CAN was designed for reliability and flexibility to perform in a wide range of applications rather than for security. Security from cyberattacks was of little concern during the development of CAN in 1986. Other than a checksum, CAN buses do not provide integrity or authentication verification for transmitted data, meaning that any node on the bus can transmit a message to any other node and the receiver cannot verify the sender or if a given CAN packet is unaltered. Over time, as vehicle connectivity increases, the lack of security in CAN bus networks presents an increasingly serious problem that needs to be addressed. Commercial and military ground vehicles alike are vulnerable to cyber threats.
GVSC and SwRI created a solution to this problem by using digital fingerprinting to monitor physical layer characteristics, combined with application layer monitoring to identify anomalous messages on the bus. Once anomalies are identified, these messages are removed through bus segmentation. The physical and application layer detection algorithms, along with bus segmentation, make up the automotive intrusion defense system (IDS).—Wolford et al.
IDS flow diagram. Wolford et al.
SwRI’s new algorithms digitally fingerprint messages on nodes that transmit information via the CAN bus protocol. Digital fingerprinting allows SwRI’s intrusion detection systems to identify when an unknown/invalid node or computer is connected to the vehicle network.
These algorithms use the CAN transceiver’s message transmission to track low-level physical layer characteristics—such as the minimum and maximum voltages as well as the voltage transition rates for each CAN frame—to create these digital fingerprints.
The researchers trained the system with baseline data to build a fingerprint of each node, to understand characteristics and better identify anomalies. With digital fingerprinting, the intrusion system accurately identifies messages sent from unauthorized nodes or when a valid node is sending spurious messages, indicative of a “masquerade attack.”
After training the system, SwRI engineers injected false data, and the algorithms flagged them instantly. The system is capable of both identifying threats and defending against them.
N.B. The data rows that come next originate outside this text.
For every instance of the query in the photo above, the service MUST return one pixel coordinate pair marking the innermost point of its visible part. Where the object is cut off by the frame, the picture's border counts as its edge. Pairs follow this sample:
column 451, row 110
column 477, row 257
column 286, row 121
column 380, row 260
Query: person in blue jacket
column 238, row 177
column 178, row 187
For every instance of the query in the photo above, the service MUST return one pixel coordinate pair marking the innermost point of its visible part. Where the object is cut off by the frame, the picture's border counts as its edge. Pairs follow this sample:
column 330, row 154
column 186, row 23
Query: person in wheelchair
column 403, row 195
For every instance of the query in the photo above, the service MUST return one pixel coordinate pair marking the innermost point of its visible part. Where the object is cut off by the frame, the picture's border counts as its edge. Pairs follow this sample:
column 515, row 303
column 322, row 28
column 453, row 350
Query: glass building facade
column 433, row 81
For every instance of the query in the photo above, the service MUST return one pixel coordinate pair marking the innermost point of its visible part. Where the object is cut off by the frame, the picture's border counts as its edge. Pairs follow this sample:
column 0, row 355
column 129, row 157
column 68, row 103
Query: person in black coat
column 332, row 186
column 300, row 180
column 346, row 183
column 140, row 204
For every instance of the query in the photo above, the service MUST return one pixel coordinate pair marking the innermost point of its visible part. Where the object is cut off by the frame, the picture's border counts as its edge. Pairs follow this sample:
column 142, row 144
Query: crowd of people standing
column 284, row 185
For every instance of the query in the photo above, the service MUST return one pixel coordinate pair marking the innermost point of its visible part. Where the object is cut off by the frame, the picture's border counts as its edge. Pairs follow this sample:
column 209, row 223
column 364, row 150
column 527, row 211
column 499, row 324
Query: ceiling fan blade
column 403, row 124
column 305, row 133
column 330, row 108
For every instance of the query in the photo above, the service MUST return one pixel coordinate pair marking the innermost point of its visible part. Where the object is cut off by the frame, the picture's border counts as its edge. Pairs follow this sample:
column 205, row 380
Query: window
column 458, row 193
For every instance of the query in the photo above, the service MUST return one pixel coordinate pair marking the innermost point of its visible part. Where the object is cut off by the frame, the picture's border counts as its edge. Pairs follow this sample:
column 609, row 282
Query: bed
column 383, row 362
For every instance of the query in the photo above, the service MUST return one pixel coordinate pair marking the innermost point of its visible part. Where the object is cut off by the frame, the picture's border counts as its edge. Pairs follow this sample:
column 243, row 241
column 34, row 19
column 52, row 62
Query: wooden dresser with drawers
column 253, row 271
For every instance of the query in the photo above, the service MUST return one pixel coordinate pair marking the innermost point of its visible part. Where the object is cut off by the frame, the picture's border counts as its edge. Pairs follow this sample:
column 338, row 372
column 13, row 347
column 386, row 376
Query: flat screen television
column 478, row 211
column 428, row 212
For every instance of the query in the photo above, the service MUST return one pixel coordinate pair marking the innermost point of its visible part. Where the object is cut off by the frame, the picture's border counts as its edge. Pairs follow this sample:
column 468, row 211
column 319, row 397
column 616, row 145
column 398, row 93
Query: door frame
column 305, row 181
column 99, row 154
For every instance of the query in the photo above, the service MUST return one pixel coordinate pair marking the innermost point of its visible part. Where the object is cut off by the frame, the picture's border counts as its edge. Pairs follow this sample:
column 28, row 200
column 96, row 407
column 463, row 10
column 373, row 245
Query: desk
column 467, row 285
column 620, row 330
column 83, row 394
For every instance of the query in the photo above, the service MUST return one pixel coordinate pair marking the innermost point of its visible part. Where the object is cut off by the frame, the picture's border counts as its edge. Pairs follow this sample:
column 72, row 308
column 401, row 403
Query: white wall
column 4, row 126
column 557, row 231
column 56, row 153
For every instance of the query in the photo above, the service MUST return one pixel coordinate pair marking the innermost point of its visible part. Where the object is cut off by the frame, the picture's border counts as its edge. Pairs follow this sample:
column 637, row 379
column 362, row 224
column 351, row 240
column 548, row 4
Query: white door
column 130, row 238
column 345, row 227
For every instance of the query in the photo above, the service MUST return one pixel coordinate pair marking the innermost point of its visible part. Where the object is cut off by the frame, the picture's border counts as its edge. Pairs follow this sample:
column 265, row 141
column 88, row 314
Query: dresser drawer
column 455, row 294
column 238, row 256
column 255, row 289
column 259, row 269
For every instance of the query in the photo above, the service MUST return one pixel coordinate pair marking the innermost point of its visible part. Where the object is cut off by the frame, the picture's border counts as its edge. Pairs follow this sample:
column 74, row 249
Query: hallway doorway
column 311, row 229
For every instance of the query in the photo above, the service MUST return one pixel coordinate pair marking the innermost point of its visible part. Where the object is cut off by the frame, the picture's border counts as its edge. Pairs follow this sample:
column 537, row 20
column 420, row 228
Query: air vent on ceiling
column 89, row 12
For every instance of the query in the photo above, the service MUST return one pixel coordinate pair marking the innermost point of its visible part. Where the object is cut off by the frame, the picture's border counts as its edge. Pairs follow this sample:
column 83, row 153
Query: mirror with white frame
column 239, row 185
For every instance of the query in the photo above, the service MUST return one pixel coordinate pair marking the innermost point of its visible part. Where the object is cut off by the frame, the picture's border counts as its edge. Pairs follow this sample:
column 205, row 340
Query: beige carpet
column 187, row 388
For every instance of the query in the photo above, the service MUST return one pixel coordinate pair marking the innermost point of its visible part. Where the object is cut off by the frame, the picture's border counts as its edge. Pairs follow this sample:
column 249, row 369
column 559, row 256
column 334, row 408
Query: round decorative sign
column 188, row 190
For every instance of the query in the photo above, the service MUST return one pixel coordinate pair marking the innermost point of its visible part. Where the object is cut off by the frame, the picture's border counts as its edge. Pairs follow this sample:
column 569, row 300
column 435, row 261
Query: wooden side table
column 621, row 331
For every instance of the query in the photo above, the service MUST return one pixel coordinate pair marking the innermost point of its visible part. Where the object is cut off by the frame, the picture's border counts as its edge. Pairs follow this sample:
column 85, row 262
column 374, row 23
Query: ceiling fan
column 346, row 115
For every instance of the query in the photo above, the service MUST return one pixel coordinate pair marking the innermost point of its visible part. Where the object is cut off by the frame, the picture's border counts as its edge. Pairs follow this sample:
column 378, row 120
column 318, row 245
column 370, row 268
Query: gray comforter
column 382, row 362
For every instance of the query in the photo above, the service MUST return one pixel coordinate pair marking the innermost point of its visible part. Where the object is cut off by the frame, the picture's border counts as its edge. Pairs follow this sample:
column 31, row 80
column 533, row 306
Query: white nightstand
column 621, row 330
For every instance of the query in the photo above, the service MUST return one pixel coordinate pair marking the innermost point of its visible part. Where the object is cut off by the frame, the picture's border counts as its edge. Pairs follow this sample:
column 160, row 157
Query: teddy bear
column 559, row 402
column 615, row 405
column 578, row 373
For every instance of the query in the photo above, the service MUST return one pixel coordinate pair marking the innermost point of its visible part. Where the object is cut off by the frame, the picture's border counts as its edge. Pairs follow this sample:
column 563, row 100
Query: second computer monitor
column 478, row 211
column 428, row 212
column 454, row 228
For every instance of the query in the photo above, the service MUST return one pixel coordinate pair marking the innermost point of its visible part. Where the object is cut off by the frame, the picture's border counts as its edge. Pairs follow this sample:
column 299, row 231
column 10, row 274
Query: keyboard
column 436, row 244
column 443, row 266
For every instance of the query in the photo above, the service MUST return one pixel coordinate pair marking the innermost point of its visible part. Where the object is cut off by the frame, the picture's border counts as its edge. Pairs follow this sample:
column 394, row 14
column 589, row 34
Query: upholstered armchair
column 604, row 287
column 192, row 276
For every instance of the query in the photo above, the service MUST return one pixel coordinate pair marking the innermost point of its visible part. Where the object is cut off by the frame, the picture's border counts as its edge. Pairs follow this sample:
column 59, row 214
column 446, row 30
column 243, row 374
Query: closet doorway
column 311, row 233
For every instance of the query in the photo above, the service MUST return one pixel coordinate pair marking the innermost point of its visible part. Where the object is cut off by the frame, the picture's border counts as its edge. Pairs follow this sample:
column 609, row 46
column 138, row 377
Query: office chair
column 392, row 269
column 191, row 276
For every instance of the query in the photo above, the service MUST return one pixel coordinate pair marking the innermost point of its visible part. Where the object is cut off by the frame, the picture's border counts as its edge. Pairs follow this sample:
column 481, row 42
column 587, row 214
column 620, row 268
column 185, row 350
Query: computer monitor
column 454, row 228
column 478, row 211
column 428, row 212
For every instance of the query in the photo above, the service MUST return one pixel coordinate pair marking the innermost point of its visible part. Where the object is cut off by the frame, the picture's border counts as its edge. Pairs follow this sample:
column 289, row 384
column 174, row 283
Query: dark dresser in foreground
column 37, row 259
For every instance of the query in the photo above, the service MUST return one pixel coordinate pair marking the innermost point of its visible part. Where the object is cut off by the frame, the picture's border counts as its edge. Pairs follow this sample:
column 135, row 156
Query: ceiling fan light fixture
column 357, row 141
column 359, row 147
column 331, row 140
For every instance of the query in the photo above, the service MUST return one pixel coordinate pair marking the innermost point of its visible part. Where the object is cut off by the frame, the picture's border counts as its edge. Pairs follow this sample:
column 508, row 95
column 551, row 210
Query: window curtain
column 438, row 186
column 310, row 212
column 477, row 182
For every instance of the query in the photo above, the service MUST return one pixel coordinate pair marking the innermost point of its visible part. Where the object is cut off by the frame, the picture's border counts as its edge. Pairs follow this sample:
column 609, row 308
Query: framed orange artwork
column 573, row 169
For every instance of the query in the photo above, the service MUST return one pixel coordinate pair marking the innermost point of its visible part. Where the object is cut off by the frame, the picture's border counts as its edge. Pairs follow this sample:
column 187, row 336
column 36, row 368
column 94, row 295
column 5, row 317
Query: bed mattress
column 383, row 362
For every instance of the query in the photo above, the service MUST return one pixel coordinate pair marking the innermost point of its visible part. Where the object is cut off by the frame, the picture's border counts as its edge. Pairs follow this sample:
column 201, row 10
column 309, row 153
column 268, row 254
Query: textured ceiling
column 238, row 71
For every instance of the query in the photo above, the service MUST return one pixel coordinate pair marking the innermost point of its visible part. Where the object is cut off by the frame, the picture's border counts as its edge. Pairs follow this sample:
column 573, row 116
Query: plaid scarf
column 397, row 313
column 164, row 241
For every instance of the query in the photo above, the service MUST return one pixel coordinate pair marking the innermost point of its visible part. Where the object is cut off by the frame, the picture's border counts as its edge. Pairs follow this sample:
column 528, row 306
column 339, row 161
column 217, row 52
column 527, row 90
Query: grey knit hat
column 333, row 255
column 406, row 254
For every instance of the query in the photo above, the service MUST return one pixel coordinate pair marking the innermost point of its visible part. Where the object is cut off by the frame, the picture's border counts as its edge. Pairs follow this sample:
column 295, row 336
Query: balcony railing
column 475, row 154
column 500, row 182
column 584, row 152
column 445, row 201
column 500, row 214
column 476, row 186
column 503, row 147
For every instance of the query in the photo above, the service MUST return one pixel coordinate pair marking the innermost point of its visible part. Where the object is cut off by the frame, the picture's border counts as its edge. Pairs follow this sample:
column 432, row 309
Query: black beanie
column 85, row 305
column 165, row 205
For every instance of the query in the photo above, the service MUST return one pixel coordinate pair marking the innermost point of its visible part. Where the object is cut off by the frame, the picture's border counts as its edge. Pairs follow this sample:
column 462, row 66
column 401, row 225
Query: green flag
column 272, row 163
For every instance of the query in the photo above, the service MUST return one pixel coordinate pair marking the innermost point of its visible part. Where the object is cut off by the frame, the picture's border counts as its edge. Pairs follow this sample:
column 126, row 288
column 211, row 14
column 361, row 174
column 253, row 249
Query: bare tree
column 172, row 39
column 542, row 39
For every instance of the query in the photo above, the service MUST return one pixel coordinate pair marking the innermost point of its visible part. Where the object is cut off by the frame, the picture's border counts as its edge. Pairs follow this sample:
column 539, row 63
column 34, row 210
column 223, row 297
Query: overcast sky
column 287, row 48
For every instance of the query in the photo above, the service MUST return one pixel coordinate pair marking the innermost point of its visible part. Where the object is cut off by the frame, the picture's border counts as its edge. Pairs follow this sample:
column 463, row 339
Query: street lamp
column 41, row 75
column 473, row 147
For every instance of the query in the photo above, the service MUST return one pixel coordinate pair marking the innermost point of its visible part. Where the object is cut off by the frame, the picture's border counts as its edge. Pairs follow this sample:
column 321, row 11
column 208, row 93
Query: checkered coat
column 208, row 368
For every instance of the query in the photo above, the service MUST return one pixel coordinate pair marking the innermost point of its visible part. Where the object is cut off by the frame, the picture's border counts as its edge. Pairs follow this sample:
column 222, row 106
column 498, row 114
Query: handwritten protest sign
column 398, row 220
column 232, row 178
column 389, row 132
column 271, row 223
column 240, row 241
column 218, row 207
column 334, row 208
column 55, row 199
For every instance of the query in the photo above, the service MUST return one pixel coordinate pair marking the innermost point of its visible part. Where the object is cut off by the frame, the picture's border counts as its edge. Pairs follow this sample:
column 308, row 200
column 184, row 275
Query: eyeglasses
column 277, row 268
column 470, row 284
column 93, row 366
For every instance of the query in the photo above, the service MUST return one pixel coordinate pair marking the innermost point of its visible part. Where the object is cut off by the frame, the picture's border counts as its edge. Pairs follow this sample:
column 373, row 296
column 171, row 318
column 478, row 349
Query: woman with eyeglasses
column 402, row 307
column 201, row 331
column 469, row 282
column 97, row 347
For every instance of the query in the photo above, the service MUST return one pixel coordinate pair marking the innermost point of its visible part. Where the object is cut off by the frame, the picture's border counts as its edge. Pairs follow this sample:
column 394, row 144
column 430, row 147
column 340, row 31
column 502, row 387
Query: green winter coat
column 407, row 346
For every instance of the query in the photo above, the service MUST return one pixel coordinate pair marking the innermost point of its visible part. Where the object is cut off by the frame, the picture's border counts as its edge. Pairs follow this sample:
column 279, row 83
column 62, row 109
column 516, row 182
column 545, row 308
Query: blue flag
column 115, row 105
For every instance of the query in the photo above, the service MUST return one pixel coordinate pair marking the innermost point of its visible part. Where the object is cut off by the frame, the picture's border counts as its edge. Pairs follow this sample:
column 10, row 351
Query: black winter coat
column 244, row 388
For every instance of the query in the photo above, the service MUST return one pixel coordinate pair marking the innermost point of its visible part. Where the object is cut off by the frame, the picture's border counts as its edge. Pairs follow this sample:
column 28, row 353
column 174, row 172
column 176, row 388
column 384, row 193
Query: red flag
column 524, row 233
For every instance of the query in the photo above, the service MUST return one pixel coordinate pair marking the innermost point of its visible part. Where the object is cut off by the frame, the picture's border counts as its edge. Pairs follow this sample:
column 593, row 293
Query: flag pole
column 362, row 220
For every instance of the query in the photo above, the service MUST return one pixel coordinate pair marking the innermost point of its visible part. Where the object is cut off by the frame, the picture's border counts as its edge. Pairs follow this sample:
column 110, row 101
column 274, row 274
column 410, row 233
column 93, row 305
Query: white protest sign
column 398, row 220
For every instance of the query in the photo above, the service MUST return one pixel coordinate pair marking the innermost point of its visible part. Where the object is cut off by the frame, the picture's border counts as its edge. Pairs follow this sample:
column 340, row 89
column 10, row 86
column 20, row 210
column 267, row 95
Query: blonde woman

These attacks are theoretically easier for bad actors who have physical access to a vehicle, but vehicles are also vulnerable from wireless attacks. Our system is designed to build cyber resiliency into the CAN protocol as we move to more connected and automated vehicle networks.Peter Moldenhauer, co-author
The research team won Best Paper Award for the Cyber Technical Session at the 2021 Ground Vehicle Systems Engineering & Technology Symposium (GVSETS) conference. The paper is titled, “Cyberattack Defense through Digital Fingerprinting, Detection Algorithms, and Bus Segmentation in Ground Vehicles.”
J. Wolford, C. Westrick, P. Moldenhauer, “Cyberattack Defense Through Digital Fingerprinting, Detection Algorithms, and Bus Segmentation in Ground Vehicles”, In Proceedings of the Ground Vehicle Systems Engineering and Technology Symposium (GVSETS), NDIA, Novi, MI, Aug. 10-12, 2021.